Mauro Maniscalco MD, L.go delle Mimose 1, 80131 Napoli, Italy. Tel.: +39 3381779679; fax: +39 0817411457; e-mail: mauromaniscalco@hotmail.com

Abstract

Background  The use of aerosol therapy is commonly suggested in the treatment of paranasal disorders but it is difficult to achieve an effective penetration of drugs into the sinuses. The authors have recently shown that an oscillating airflow produced by phonation (nasal humming) causes a large increase in the gas exchange between the nose and the paranasal sinuses.
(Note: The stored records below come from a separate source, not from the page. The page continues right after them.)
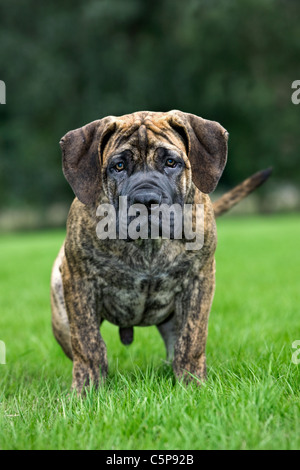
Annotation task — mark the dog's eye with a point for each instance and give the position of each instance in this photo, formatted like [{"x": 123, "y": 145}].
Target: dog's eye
[
  {"x": 120, "y": 166},
  {"x": 171, "y": 163}
]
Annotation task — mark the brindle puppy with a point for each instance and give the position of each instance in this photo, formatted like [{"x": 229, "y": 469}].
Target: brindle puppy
[{"x": 152, "y": 158}]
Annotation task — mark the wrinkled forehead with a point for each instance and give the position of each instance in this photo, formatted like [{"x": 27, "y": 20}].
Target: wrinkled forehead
[{"x": 143, "y": 132}]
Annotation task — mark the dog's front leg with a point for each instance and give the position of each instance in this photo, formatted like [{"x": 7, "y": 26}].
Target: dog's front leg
[
  {"x": 88, "y": 347},
  {"x": 192, "y": 311}
]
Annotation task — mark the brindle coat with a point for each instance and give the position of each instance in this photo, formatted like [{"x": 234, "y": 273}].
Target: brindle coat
[{"x": 144, "y": 282}]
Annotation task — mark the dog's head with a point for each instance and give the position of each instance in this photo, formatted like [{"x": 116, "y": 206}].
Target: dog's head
[{"x": 152, "y": 158}]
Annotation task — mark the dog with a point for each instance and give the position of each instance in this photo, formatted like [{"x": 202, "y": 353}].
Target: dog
[{"x": 150, "y": 158}]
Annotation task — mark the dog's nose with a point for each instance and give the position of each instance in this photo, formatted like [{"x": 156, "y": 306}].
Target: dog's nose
[{"x": 146, "y": 198}]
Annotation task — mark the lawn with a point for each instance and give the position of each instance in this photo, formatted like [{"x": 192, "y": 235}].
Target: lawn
[{"x": 251, "y": 399}]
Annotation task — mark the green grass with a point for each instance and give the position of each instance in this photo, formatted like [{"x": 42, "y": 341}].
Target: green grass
[{"x": 251, "y": 399}]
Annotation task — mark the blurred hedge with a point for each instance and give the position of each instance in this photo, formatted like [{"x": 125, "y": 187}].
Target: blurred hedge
[{"x": 69, "y": 62}]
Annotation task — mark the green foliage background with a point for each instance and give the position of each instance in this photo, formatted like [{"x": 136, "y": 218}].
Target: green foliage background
[{"x": 69, "y": 62}]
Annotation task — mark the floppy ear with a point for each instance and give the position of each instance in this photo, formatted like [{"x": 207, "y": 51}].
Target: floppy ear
[
  {"x": 81, "y": 153},
  {"x": 206, "y": 143}
]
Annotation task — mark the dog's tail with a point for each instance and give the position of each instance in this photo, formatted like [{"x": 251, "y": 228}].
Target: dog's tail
[{"x": 230, "y": 199}]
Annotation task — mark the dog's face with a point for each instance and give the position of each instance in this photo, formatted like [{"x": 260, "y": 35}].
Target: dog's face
[{"x": 151, "y": 158}]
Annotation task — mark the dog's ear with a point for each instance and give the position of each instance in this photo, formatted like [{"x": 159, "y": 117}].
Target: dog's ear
[
  {"x": 206, "y": 144},
  {"x": 82, "y": 150}
]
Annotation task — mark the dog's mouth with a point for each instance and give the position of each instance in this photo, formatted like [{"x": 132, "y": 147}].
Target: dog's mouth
[{"x": 155, "y": 221}]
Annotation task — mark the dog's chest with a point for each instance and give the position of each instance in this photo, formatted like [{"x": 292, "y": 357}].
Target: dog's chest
[{"x": 142, "y": 296}]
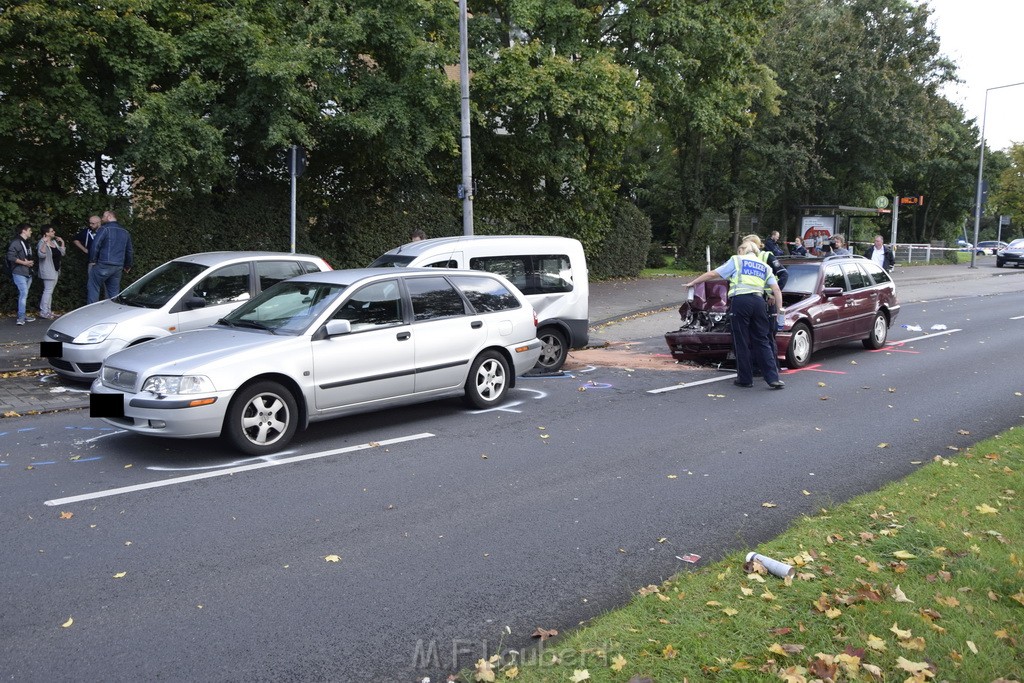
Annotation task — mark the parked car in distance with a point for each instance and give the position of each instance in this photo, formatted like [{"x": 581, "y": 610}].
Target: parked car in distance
[
  {"x": 1012, "y": 254},
  {"x": 828, "y": 301},
  {"x": 550, "y": 270},
  {"x": 324, "y": 345},
  {"x": 187, "y": 293},
  {"x": 989, "y": 247}
]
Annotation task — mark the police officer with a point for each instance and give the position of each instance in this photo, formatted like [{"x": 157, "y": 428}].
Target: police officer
[
  {"x": 748, "y": 278},
  {"x": 782, "y": 275}
]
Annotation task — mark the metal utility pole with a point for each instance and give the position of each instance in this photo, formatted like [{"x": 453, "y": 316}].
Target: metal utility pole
[
  {"x": 467, "y": 158},
  {"x": 981, "y": 166}
]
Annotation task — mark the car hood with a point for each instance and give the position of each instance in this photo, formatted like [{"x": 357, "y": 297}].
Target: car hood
[
  {"x": 80, "y": 319},
  {"x": 192, "y": 351}
]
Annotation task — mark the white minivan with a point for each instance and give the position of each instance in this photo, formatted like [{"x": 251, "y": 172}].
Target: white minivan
[{"x": 550, "y": 270}]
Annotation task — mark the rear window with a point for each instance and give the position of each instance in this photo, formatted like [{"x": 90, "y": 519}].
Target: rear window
[
  {"x": 531, "y": 273},
  {"x": 485, "y": 294}
]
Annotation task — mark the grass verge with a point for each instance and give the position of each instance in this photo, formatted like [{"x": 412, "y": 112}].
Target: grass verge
[{"x": 921, "y": 581}]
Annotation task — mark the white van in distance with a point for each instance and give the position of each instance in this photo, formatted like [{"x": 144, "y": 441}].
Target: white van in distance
[{"x": 550, "y": 270}]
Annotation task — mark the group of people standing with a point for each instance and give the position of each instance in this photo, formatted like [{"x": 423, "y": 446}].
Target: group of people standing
[{"x": 107, "y": 244}]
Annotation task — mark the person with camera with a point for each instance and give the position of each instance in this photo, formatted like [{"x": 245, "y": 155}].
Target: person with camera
[
  {"x": 20, "y": 264},
  {"x": 839, "y": 246},
  {"x": 51, "y": 251}
]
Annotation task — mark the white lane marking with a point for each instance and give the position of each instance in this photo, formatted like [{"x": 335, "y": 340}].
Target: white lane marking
[
  {"x": 689, "y": 384},
  {"x": 233, "y": 470},
  {"x": 913, "y": 339}
]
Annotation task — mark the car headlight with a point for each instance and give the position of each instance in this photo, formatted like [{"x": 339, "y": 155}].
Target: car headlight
[
  {"x": 178, "y": 384},
  {"x": 95, "y": 334}
]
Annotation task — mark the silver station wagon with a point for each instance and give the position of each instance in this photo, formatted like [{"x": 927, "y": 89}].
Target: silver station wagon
[
  {"x": 324, "y": 345},
  {"x": 184, "y": 294}
]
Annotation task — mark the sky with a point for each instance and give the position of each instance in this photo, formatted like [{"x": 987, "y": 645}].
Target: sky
[{"x": 981, "y": 36}]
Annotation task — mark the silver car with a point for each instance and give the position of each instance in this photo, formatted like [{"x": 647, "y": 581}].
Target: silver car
[
  {"x": 187, "y": 293},
  {"x": 321, "y": 346}
]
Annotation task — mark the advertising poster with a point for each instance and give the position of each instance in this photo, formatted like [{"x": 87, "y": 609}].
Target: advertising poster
[{"x": 815, "y": 229}]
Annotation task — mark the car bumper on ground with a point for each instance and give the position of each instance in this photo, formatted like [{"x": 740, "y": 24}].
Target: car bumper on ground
[{"x": 144, "y": 413}]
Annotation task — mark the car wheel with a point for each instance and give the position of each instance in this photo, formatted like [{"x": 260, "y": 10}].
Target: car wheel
[
  {"x": 880, "y": 331},
  {"x": 799, "y": 352},
  {"x": 554, "y": 349},
  {"x": 262, "y": 418},
  {"x": 488, "y": 380}
]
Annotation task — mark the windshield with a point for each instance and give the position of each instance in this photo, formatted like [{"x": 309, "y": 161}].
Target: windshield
[
  {"x": 391, "y": 261},
  {"x": 158, "y": 287},
  {"x": 287, "y": 308},
  {"x": 803, "y": 278}
]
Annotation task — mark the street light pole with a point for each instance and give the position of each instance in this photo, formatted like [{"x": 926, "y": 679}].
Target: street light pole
[
  {"x": 981, "y": 167},
  {"x": 467, "y": 159}
]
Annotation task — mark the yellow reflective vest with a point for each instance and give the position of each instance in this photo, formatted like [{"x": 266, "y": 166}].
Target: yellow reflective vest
[{"x": 751, "y": 276}]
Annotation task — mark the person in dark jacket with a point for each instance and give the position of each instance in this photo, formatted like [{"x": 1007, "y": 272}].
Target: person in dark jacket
[
  {"x": 771, "y": 244},
  {"x": 20, "y": 263},
  {"x": 881, "y": 254},
  {"x": 110, "y": 254}
]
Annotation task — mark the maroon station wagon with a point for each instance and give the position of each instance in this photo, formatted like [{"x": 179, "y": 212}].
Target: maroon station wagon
[{"x": 828, "y": 301}]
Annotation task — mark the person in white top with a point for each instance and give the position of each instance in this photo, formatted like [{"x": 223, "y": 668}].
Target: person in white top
[{"x": 882, "y": 255}]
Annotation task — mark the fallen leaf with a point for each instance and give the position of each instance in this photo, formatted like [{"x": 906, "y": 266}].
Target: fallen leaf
[
  {"x": 902, "y": 635},
  {"x": 914, "y": 667},
  {"x": 900, "y": 596},
  {"x": 876, "y": 643}
]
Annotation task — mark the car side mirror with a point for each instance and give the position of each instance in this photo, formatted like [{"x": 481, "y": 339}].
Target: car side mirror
[{"x": 338, "y": 327}]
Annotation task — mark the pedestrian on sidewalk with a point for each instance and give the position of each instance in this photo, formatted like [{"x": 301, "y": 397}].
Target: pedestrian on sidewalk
[
  {"x": 110, "y": 255},
  {"x": 51, "y": 250},
  {"x": 20, "y": 264}
]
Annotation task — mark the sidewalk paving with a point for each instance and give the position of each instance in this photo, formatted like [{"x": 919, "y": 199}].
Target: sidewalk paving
[{"x": 616, "y": 311}]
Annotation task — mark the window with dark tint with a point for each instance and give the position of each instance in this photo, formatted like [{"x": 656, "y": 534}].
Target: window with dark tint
[
  {"x": 803, "y": 278},
  {"x": 376, "y": 305},
  {"x": 484, "y": 294},
  {"x": 530, "y": 273},
  {"x": 271, "y": 272},
  {"x": 433, "y": 298},
  {"x": 834, "y": 276},
  {"x": 878, "y": 274},
  {"x": 227, "y": 285},
  {"x": 856, "y": 278}
]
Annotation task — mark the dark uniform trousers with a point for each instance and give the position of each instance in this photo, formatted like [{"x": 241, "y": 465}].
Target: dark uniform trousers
[{"x": 750, "y": 331}]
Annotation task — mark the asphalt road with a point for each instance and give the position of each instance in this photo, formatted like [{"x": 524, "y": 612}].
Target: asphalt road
[{"x": 544, "y": 513}]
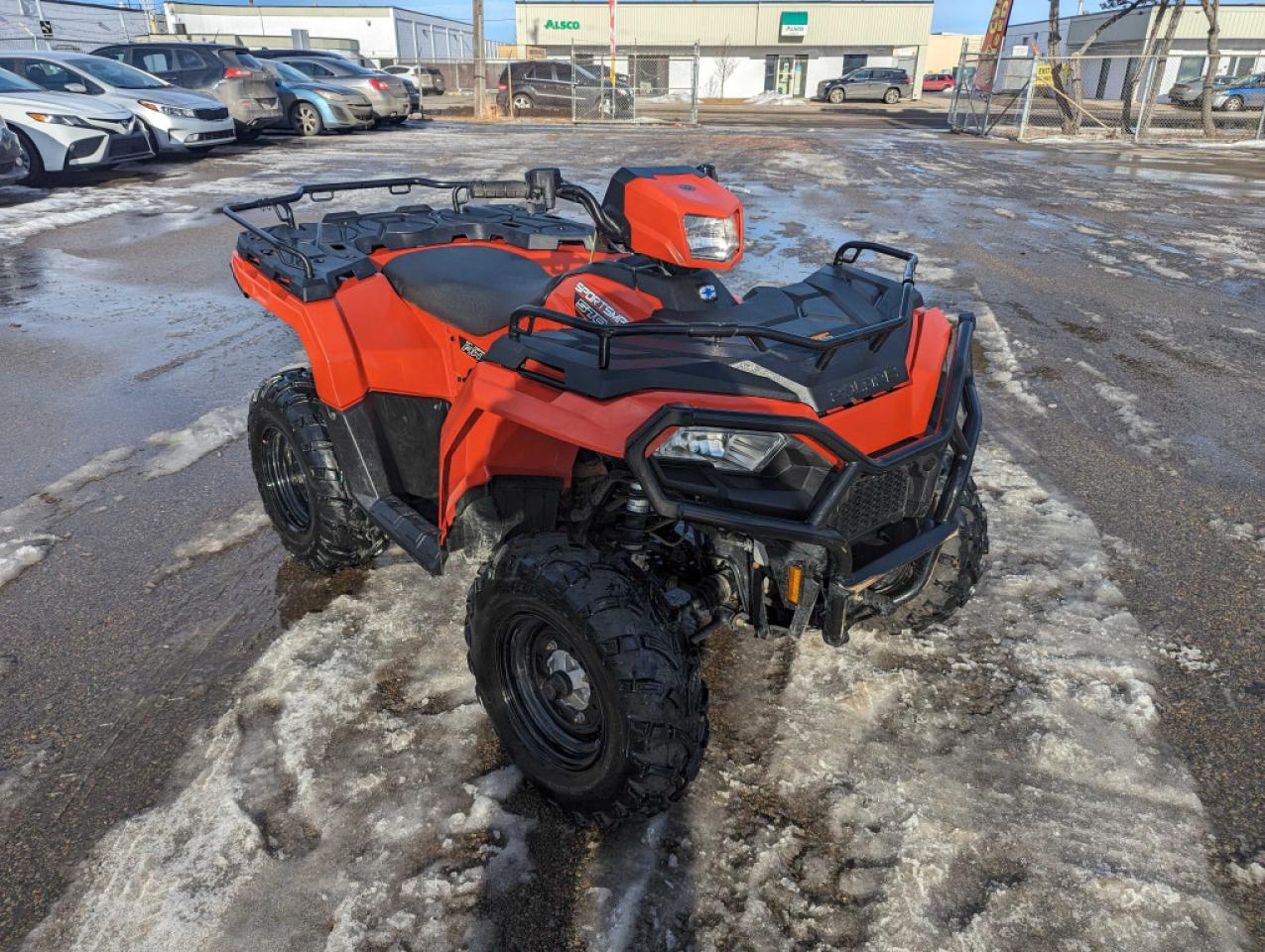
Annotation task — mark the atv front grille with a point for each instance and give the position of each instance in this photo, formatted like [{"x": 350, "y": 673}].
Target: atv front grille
[{"x": 875, "y": 500}]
This is reflected by a high peak in nasally exhaled nitric oxide (NO) levels because NO accumulated in the sinuses is rapidly washed-out via the sinus ostia.

Objective  This study was designed to test whether the increase in sinus gas exchange caused by an oscillating airflow could be used to enhance penetration of a drug into the sinuses.

Materials and methods  In six healthy subjects a nitric oxide-synthase inhibitor L-NAME was administrated into the nostrils by a jet nebulizer connected to a duck call, which could be modified to generate either a sounding airflow or a non-sounding airflow. The degree of L-NAME penetration into the sinuses was judged from the reduction in nasal NO during humming exhalations. Sinus drug deposition was also studied in a model of the nose and sinus.

Results  In humans the delivery of L-NAME with the non-sounding airflow had no effect on the NO levels achieved during humming, whereas L-NAME administration with sound caused a significant 22–35% reduction in nasal NO. In the model the aerosol delivery with the sounding airflow caused a fourfold increase in sinus drug deposition as compared with an aerosol without sound.

Conclusion  A sounding airflow increases the delivery of an aerosolized drug into the paranasal sinuses.